CC malformations were found in 100% of the patients, while absence of the posterior part of the body and splenium and rostrum was predominant in patients with partial agenesis (71.42%) (figure 1). Callosal dysgenesis was directly correlated with the clinical neurologic scale (KW 6.551, p = 0.0378; the median score was significantly higher in patients with complete callosal agenesis with respect to patients with CC hypoplasia, p = 0.015), and with the GMFCS (KW 7.128, p = 0.0283) and MACS (KW 7.244, p = 0.0267); higher scores on all these clinical outcome scales were found in patients with complete agenesis.

Intracranial Cysts

Cysts were present in 96.36% of the 55 patients whose MRI studies were reviewed. In most cases these were uniloculated (81.13%), interhemispheric supratentorial (61.19%) cysts; almost half showed ≥2 cysts; 33.33% had choroid plexus cysts or papillomas. On classifying the cysts according to Barkovich,¹¹ we found similar rates of type 2b (hyperintense-to-CSF signal on T1-weighted images) and type 2d (CSF-like signal, as in arachnoid cysts) (figure 2).

Figure 2. Cysts.

T1-weighted axial images (A, D) show single unilocular interhemispheric supratentorial arachnoid cysts (white arrow), with CSF-like signal (type 2d according to the Barcovich classification); in (D), associated with an infratentorial arachnoid cyst (*). T1-weighted axial images (B, C) show multilocular (black arrow, B) and unilocular (dashed white arrow, C) supratentorial interhemispheric cysts with hyperintense to CSF signal (type 2b according to the Barcovich classification), probably glioependymal cysts. T2-weighted axial images (E, F) show choroid plexus cysts (asterisk, E) and papillomas (asterisk, F).

Cortical Abnormalities

The available images and reports were clear enough to allow systematic description of abnormal cortical involvement in 64/67 patients: 87.5% displayed diffuse bilateral or multifocal cortical dysplasia, while only 10.94% had focal dysplasia. In the 55 patients whose images have been reviewed, the dysplasia showed a polymicrogyria-like pattern in 72.22% of cases. In 3 cases, polymicrogyria was associated with schizencephaly. In 72.22%, an anterior–posterior gradient of the cortical malformation was identified, particularly involving the frontal, opercular, and sylvian cortex (figure 3). In 40.74%, we observed asymmetric distribution of the dysplastic cortex, while 54.54% of the cases showed gross cerebral hemisphere volume asymmetry. Hippocampal dysmorphisms (vertical or stubby looking) were detected in 94.54% of the patients. Our analysis revealed a significant association between cortical malformations and the presence of seizures at onset (p = 0.032); cortical malformations were also associated with higher scores on all the clinical outcome scales: more than 50% of the patients with a diffuse bilateral abnormal cortical pattern scored level V on the GMFCS, MACS, and EDACS, and level IV (the most severe) on the clinical neurologic and language scales: GMFCS (KW 17.031, p = 0.0007), MACS (KW 12.912, p = 0.0048), EDACS (KW 14.121, p = 0.0027), language scale (KW 10.521, p = 0.0146), and neurologic scale (KW 9.609, p = 0.0222).

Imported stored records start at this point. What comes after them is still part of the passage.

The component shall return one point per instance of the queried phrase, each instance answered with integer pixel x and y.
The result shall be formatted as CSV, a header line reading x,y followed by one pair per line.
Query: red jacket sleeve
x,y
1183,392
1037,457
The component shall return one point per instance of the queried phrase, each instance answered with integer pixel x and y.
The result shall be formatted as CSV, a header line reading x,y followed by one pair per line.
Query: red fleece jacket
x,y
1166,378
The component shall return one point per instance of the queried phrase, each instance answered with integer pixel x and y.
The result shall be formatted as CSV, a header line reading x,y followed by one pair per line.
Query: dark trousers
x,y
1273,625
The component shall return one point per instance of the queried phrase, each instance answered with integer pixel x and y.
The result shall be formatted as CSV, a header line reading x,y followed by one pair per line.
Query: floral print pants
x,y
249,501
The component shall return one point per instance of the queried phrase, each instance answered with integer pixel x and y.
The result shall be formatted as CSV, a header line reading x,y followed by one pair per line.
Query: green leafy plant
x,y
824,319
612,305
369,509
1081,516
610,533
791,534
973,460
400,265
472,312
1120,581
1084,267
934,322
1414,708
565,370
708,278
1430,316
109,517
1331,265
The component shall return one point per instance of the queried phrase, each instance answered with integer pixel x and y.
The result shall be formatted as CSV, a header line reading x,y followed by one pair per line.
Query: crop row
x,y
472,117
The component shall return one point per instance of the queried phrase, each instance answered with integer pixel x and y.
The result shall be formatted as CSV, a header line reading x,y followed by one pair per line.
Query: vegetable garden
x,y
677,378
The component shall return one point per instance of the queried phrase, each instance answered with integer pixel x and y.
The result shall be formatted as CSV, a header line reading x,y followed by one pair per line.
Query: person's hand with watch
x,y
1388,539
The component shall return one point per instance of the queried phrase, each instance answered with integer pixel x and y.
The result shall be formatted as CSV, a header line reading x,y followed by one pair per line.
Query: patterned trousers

For GMFCS, MACS, EDACS, and language scales, the median score was significantly higher in patients with diffuse with respect to multifocal polymicrogyria (p < 0.001, p = 0.0035, p = 0.0030, and p = 0.0043, respectively). In addition, a significant correlation was found between abnormal cortical pattern and EEG at onset (χ² 13.805, df 4, p = 0.005).

Figure 3. Cortical Malformations.

Cortical dysplasia: T2-weighted axial images show different distributions of cortical dysplasia: focal (arrow, A), multifocal (C, D, E), and diffuse (B), in most cases with a polymicrogyric pattern (asterisk, C, D, E), mostly with an anterior-to-posterior gradient (C, D). Nodular heterotopias: T2-weighted axial images (F, H, I) and inversion recovery T1 axial image (G) show the presence of periventricular heterotopias. The nodules could be numerous and spread asymmetrically around the lateral ventricles (F), and could be single (arrow, H), confluent (arrow, G), or both (F). A single case of subependymal heterotopia of the IV ventricle was detected (asterisk, I).

Nodular Heterotopias

Of the 55 patients whose brain scans were reviewed, 98.18% presented heterotopias. According to the anatomical distribution, periventricular heterotopias were observed mostly around lateral ventricles and mainly involved anterior portions, less frequently the occipital and temporal horns. In 3 cases, subcortical nodules were associated. Most of the cases had more than 4 nodules with a bilateral or asymmetric distribution (most frequently both patterns) (figure 3). The number of nodular heterotopias was statistically correlated with GMFCS (KW 6.972, p = 0.0306; the median score was significantly higher in patients with >4 nodules of heterotopias with respect to patients with <4 nodules, p = 0.0145): ≥50% of patients with more than 4 nodules scored level V.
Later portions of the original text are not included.